Aired on Treasure Island Oldies – Jan 14, 2024
Many of us who lived through the dance craze of the early 60s doing the Twist, the Mashed Potato, the Popeye, etc. were reacquainted with the dance floor in mid to late 70s when disco went mainstream.
In 1975 Philadelphia soul group, Harold Melvin And The Blue Notes (of “If You Don’t Know Me By Now” fame), jumped on the disco band wagon and released a track with Teddy Pendergrass singing lead that was included on their album, “Wake Up Everybody.”
This dance number was not issued as a single in the US but eventually found itself at #3 on Billboard’s Hot Disco Singles chart thanks to a Motown artist whose rendition ended up at #1 on Billboard Hot 100 in April 1977.
This cover version which became a monster hit was originally slated for Diana Ross as a follow up to her hit single, “Love Hangover.”
In the case of our featured artist, who was born in Leland, Mississippi but grew up with her three sisters in Long Beach, California, her journey was one of perseverance.
After marrying and having two children, she joined the gospel group known as the Art Reynold Singers. In 1969 she released her debut album, “Sunshower,” under the direction of Jimmy Webb who produced, arranged and composed all the tracks with the exception of one.

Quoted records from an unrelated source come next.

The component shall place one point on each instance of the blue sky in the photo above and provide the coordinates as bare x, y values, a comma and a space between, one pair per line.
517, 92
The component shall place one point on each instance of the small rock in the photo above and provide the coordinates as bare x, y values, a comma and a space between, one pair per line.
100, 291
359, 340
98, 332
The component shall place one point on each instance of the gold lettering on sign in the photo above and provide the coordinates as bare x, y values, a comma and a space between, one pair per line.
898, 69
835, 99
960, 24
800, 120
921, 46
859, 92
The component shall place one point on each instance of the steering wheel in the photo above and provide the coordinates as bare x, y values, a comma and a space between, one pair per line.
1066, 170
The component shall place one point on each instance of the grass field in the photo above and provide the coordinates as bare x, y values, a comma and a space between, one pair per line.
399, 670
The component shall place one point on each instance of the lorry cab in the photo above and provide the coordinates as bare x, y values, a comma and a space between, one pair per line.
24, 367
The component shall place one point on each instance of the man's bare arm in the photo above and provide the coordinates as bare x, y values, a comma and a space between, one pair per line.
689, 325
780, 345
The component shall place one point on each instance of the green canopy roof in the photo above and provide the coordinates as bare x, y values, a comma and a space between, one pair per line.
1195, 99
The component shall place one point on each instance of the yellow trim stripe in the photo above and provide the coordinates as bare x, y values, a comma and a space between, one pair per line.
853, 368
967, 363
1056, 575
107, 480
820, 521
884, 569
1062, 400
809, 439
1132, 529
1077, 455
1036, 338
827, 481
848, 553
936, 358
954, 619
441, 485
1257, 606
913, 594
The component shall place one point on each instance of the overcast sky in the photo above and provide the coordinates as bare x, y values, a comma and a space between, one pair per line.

What appeared to be her big break was her 1971 signing with Motown Records. In 1973 Motown Productions announced that she would star in a biographical film about Dinah Washington; however the project was dropped due to difficulties in getting clearance from Washington’s relatives.
When that fizzled out, she tried comedy, doing a few skits on the ill-fated Marty Feldman Comedy Machine. Upon cancellation of the show, she made ends meet by doing demo work and performing at small venues.
In 1976 she sang backup on Jermaine Jackson’s album, “My Name Is Jermaine.” She also got the opportunity to record her third solo album that year which included a December 1976 single release of her rendition of Harold Melvin And The Blue Notes’ disco tune.
Her cover version took off. It went to #1 and the artist won the Best Female R&B Vocal Performance at the 1977 Grammys.
Throughout the 1980s and 1990s, Thelma Houston’s hit version was appropriated by the gay community as an anthem for friends lost to the AIDS epidemic with its strong appeal of “Don’t Leave Me This Way,” this week’s Tom Locke moment in time.
YouTube video of this song:
This “Moments In Time” story is yet another example of a “golden oldie” or forgotten favorite that earned its place in the evolution of Rock & Roll.